If it's switching back and forth quickly at a constant frequency, then communication both ways is going to be half of what you have. Either way, I've done big transfers over 5Ghz and even sending data one direction I don't see more than 50% of what Windows says I have, at least with my adapter. So it's more like forced half-duplex where half of the time is spent listening, even if the other end isn't talking. I could be wrong, but it has always appeared to me to be half.


----------



## Irish_PXzyan (Jul 5, 2013)

@Bo$$: I'm using a Technicolor tc7200.

The revision is V4! WNR2000v4 ^^
Two days ago my tests would always range from 45000-54000 and yesterday it was 80000-84000! Such a big difference and it's noticable while downloading.

I doubt there is anything that I can do!
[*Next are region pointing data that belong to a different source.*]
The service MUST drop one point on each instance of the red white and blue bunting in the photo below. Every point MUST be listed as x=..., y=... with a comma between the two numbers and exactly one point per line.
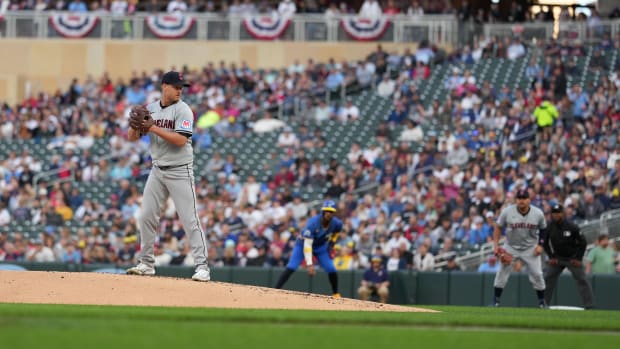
x=266, y=27
x=169, y=26
x=365, y=29
x=73, y=25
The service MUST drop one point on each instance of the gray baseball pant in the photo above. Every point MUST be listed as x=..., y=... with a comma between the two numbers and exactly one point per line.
x=178, y=182
x=533, y=264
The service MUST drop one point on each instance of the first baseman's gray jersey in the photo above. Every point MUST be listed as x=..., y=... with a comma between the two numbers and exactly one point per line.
x=522, y=229
x=177, y=117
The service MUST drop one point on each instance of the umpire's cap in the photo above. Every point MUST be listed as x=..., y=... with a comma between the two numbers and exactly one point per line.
x=557, y=208
x=174, y=78
x=329, y=206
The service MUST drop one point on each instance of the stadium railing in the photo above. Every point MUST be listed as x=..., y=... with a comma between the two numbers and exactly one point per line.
x=438, y=29
x=547, y=30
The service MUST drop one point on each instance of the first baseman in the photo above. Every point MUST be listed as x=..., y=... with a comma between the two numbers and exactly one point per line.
x=168, y=123
x=523, y=223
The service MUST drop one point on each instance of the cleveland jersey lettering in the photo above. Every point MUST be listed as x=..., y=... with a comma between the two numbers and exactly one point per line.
x=167, y=124
x=177, y=117
x=522, y=230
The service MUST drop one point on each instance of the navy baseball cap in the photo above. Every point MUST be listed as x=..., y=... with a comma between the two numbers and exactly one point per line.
x=522, y=194
x=174, y=78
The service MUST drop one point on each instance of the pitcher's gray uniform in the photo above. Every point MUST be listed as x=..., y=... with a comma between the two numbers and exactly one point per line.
x=522, y=237
x=169, y=124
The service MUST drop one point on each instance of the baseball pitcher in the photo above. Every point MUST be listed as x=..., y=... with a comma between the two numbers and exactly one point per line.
x=168, y=123
x=523, y=223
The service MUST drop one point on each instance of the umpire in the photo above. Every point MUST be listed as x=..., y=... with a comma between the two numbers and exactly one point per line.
x=565, y=246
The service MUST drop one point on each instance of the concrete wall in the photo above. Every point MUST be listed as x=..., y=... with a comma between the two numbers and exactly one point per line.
x=406, y=287
x=51, y=64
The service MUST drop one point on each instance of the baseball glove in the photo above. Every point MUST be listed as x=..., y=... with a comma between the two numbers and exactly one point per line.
x=140, y=119
x=504, y=257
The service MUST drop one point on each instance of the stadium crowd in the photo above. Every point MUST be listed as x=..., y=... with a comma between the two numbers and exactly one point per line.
x=560, y=142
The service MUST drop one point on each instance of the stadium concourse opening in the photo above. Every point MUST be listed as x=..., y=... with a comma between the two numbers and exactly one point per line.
x=110, y=289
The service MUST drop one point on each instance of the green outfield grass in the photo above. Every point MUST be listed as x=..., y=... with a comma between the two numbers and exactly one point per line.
x=60, y=326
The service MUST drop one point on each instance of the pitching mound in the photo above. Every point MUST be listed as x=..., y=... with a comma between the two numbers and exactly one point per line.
x=110, y=289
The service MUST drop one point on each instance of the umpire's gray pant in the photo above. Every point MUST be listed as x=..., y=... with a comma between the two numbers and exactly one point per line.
x=533, y=264
x=553, y=273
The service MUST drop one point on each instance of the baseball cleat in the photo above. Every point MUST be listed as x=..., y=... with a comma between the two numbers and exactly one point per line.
x=141, y=269
x=202, y=275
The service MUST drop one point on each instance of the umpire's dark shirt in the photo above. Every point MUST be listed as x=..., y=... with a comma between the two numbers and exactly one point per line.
x=564, y=240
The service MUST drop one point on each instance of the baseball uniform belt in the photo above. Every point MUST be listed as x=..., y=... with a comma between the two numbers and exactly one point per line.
x=164, y=168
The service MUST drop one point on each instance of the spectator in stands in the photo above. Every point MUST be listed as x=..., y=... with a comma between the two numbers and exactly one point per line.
x=452, y=265
x=414, y=9
x=413, y=132
x=423, y=260
x=516, y=49
x=370, y=9
x=349, y=112
x=77, y=6
x=176, y=6
x=288, y=139
x=386, y=87
x=38, y=252
x=287, y=8
x=375, y=281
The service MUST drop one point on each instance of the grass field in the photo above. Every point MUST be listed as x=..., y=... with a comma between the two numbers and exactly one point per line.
x=61, y=326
I guess I just gotta suck it up! The internet is very fast and I'm happy with that!


----------



## Frick (Jul 5, 2013)

Are those speeds with cat5e/6 or wireless? I would connect the computer directly to the modem, and if you still get those kind of variances in speed I'd call the ISP. If you are paying for 100mb/s, you should get at least close to 100mb/s. And it's fiber, it's not like the weather affects it, it should be stable. There might be drops from time to time, but not often.
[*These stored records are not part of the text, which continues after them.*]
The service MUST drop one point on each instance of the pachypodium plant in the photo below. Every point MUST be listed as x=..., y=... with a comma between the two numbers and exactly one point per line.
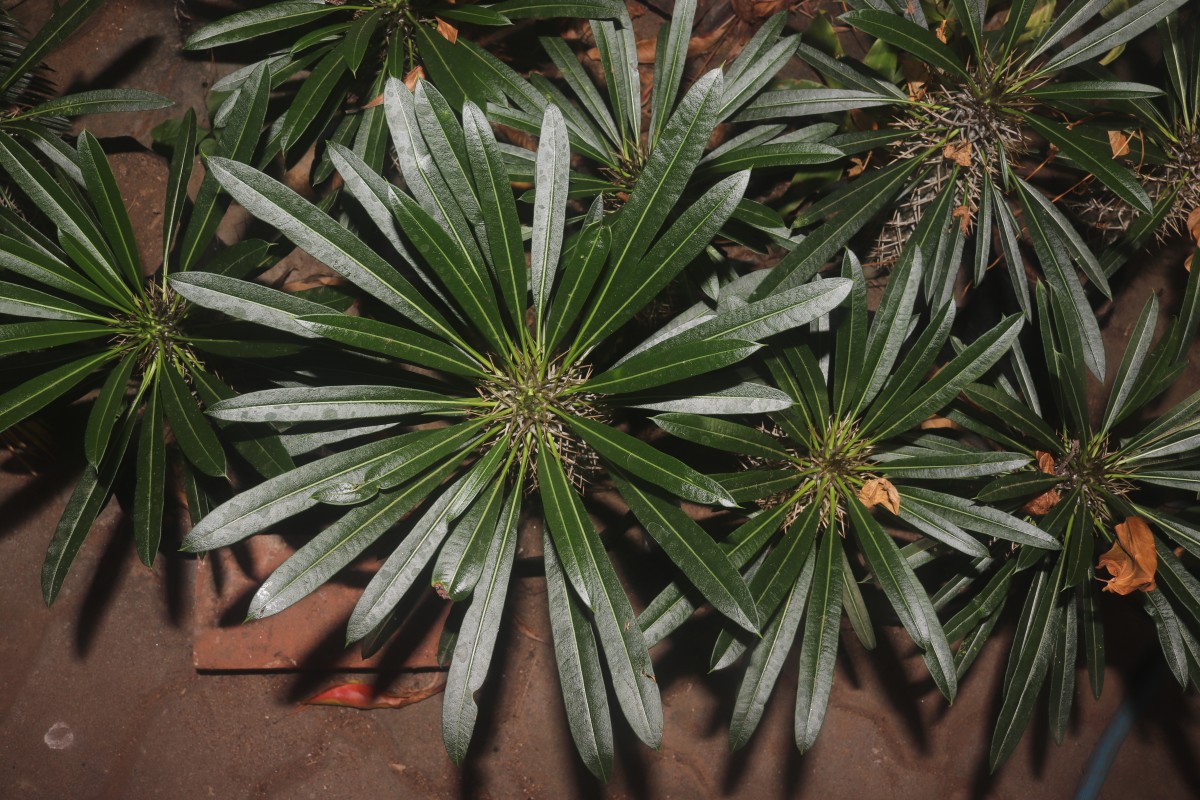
x=852, y=441
x=1114, y=489
x=1162, y=142
x=94, y=319
x=346, y=50
x=965, y=134
x=519, y=398
x=605, y=124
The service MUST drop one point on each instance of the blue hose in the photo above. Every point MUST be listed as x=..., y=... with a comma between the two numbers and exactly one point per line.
x=1147, y=681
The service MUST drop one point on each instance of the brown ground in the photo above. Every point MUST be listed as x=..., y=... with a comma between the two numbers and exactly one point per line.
x=99, y=697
BTW, those numbers are in kb/s, not mb/s.


----------



## newtekie1 (Jul 5, 2013)

Aquinus said:


> If it's switching back and forth quickly at a constant frequency, then communication both ways is going to be half of what you have. Either way, I've done big transfers over 5Ghz and even sending data one direction I don't see more than 50% of what Windows says I have, at least with my adapter. So it's more like forced half-duplex where half of the time is spent listening, even if the other end isn't talking. I could be wrong, but it has always appeared to me to be half.
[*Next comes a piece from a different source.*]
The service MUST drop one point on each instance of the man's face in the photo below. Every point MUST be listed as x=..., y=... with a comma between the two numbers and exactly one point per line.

It doesn't switch at a constant frequency, it switches when needed.  And as I said, MIMO adds complexity.  It sounds like your setup is using MIMO(multiple antennas).  In that case, the bandwidth is divided between the antennas, basically bonding multiple connections.  So the file transfer can only use one of the connection.  So if you have a MIMO setup using two antennas, you can get a total transfer rate of say 300Mbps, but if you only have one transfer going you'll only get 150Mbps, but if you start a second transfer you'll get 150Mbps on that as well, for a total of 300Mbps.  If you have 3 antennas the speed is divided by 3 instead of two.


----------